Firstly, owners of UK trade marks are not affected. Their rights will continue to apply to the UK only post Brexit.
Secondly, owners of EU trade marks are not affected – for the time being. EU trade marks will continue to give protection across the 28 states of the EU. But, once Brexit happens, and the UK is finally out of the EU, these will only provide protection across the remaining 27 states – and, ironically, not in this country.
The question is, what transition mechanism will be implemented to make this happen? At the moment, there is a conspicuous lack of clarity leaving existing owners of EU trade marks with a stark choice.
Brexit – two choices
Firstly, they can wait-and-see. Then implement the measures as required by the provisions of whatever mechanism is chosen.

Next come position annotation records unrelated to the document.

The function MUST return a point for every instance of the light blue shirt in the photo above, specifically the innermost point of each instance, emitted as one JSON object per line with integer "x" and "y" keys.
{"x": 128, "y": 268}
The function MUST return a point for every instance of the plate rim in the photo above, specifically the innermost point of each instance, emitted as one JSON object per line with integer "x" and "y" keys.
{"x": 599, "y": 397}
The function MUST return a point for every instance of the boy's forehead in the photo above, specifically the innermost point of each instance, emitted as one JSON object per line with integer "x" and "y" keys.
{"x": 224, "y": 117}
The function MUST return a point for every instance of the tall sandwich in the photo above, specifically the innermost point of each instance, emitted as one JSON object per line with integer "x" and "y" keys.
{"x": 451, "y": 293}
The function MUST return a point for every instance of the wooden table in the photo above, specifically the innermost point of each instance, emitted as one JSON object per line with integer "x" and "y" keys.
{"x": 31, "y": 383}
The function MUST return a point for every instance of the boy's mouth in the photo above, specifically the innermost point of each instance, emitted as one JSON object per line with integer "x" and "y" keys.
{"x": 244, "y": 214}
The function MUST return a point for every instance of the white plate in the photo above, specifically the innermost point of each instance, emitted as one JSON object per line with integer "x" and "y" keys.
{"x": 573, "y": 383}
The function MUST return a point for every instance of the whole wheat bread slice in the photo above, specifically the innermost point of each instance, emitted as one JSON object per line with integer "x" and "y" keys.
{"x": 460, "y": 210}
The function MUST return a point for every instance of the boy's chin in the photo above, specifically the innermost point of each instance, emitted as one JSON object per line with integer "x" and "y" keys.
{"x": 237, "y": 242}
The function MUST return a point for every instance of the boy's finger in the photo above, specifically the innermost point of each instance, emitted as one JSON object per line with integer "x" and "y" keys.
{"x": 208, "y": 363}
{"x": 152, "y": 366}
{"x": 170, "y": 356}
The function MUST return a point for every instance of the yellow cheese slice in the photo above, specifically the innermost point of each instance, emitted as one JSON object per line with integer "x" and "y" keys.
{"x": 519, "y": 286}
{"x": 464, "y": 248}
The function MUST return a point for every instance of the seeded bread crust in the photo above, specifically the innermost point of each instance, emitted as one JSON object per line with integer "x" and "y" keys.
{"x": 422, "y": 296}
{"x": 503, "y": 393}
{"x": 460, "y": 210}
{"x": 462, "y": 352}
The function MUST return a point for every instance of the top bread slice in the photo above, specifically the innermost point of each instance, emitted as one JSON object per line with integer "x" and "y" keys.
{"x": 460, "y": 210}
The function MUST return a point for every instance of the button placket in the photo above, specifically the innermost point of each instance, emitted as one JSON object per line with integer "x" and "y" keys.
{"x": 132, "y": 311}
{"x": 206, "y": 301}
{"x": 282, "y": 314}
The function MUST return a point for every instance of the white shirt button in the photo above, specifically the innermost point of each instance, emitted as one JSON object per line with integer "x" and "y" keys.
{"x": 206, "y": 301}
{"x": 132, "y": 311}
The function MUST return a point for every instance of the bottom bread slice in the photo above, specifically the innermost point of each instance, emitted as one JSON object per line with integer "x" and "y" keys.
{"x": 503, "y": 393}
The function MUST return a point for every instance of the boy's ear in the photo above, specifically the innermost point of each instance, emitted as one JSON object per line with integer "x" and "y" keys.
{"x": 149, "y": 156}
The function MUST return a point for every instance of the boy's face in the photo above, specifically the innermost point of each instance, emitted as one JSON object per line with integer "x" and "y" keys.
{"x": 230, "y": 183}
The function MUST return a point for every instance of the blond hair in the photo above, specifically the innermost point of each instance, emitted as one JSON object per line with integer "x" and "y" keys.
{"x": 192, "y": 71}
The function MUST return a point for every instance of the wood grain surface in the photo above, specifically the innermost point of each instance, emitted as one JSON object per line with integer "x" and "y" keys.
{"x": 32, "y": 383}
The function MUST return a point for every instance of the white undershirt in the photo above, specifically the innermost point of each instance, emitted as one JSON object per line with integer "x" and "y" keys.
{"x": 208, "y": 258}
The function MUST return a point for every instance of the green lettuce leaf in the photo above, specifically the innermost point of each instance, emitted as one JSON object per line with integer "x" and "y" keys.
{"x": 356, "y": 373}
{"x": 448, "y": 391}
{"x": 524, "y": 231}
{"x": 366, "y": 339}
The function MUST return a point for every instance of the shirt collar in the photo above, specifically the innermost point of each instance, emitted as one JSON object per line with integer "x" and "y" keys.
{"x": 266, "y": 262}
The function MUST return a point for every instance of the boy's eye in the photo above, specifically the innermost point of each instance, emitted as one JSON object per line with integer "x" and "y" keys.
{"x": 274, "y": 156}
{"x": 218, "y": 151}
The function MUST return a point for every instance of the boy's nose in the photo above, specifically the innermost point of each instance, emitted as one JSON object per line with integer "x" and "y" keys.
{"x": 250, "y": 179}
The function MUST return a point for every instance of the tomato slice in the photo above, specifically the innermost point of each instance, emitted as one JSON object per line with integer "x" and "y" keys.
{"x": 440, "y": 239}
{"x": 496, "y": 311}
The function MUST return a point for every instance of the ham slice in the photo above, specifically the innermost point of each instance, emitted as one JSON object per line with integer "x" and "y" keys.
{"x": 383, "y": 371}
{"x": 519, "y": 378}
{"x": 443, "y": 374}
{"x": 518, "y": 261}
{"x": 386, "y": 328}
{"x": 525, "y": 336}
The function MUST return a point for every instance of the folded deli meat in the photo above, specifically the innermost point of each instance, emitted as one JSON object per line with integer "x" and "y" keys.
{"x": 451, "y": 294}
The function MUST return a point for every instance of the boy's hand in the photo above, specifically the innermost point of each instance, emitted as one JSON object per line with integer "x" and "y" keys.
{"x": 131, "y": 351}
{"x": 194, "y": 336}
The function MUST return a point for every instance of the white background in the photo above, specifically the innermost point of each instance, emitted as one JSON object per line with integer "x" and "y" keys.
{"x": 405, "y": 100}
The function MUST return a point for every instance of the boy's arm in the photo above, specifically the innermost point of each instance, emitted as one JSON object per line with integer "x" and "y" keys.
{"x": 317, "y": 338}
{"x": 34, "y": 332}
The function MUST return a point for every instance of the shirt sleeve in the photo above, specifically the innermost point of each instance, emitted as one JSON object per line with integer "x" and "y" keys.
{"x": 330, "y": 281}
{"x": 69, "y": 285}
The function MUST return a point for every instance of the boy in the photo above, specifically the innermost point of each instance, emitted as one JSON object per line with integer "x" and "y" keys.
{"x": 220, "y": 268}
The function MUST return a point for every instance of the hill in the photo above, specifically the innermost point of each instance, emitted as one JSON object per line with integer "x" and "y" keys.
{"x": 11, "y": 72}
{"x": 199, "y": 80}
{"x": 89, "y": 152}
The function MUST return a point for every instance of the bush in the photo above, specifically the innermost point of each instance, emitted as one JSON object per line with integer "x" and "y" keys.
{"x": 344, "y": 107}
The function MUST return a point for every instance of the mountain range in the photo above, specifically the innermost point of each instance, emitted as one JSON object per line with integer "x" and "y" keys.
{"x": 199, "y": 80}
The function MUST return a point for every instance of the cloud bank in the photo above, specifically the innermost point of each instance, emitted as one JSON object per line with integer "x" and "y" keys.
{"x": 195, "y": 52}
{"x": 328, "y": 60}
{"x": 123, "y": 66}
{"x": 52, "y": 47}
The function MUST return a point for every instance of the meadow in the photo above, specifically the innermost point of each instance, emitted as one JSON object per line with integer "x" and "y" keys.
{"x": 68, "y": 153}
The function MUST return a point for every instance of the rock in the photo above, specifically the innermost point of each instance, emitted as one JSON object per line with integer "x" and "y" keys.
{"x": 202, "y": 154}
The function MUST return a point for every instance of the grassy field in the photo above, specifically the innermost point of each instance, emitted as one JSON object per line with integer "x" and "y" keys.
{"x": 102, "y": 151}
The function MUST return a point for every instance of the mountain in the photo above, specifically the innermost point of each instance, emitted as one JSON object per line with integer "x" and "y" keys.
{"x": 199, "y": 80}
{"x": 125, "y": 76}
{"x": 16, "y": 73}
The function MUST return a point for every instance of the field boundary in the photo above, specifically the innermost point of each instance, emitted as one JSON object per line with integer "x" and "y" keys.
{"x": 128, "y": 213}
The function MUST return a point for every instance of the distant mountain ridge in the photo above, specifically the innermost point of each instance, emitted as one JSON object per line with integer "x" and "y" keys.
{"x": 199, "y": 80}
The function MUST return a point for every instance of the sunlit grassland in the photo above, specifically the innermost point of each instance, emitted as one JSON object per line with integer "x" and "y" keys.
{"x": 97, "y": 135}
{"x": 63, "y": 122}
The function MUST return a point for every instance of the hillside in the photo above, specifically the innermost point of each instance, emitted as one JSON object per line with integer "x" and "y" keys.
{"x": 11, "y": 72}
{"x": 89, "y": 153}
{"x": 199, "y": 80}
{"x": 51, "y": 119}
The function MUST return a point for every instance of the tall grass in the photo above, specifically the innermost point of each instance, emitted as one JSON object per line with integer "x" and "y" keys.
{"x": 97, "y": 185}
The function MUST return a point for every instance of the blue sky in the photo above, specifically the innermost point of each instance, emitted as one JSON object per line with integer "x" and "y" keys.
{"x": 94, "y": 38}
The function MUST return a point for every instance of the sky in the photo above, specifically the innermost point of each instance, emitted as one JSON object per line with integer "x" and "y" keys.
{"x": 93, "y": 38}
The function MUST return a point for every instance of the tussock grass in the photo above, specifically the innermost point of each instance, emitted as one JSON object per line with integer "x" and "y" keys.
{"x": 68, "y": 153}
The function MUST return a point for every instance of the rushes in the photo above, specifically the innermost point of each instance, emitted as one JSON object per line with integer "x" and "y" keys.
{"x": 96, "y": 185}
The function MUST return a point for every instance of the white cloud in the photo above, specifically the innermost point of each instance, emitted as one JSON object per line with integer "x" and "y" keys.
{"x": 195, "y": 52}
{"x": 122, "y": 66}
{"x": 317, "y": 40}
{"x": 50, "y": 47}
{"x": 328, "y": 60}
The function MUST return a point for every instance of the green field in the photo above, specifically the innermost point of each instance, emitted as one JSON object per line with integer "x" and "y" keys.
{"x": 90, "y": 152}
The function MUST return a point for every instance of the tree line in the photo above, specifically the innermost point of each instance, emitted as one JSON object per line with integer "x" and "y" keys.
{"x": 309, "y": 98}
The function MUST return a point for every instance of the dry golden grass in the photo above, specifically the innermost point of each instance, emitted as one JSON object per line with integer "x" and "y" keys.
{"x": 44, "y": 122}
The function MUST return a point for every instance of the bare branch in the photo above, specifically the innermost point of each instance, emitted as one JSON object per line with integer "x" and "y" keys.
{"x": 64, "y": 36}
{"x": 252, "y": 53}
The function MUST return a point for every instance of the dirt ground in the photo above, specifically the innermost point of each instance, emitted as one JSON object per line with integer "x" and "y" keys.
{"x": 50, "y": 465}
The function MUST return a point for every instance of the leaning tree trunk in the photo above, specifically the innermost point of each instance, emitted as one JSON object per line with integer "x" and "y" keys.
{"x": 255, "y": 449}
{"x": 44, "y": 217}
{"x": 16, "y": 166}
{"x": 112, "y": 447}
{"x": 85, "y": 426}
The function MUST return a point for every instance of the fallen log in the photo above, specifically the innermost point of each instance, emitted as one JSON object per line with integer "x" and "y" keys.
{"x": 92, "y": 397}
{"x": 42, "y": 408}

But the lower-risk option is to apply for a UK trade mark now. The aim is to secure UK national rights as soon as possible and take away the uncertainty of the wait-and-see plan.
This may add more cost. But, if an opportunity arises to review a company’s activities now, and if the existing EU trade marks are not sufficiently wide to cover all of the current activities, now could be the time to apply for a UK trade mark with a widened specification. Firms will not be able to widen the scope of their trade mark coverage during any transition process.
For companies thinking of opening up new export markets in the EU after Brexit, an EU trade mark is a good solution. But you will need to think about how extensive your trading plans are in the future 27 state EU. If your plan is to trade between the UK and just one other EU country, as soon as the UK is out of the EU your EU trade mark may be open to challenge because the amount of trade being conducted may not be deemed to be sufficient ‘use’ of the trade mark.
This is a very complicated area and professional advice is essential to guide you through this decision-making process.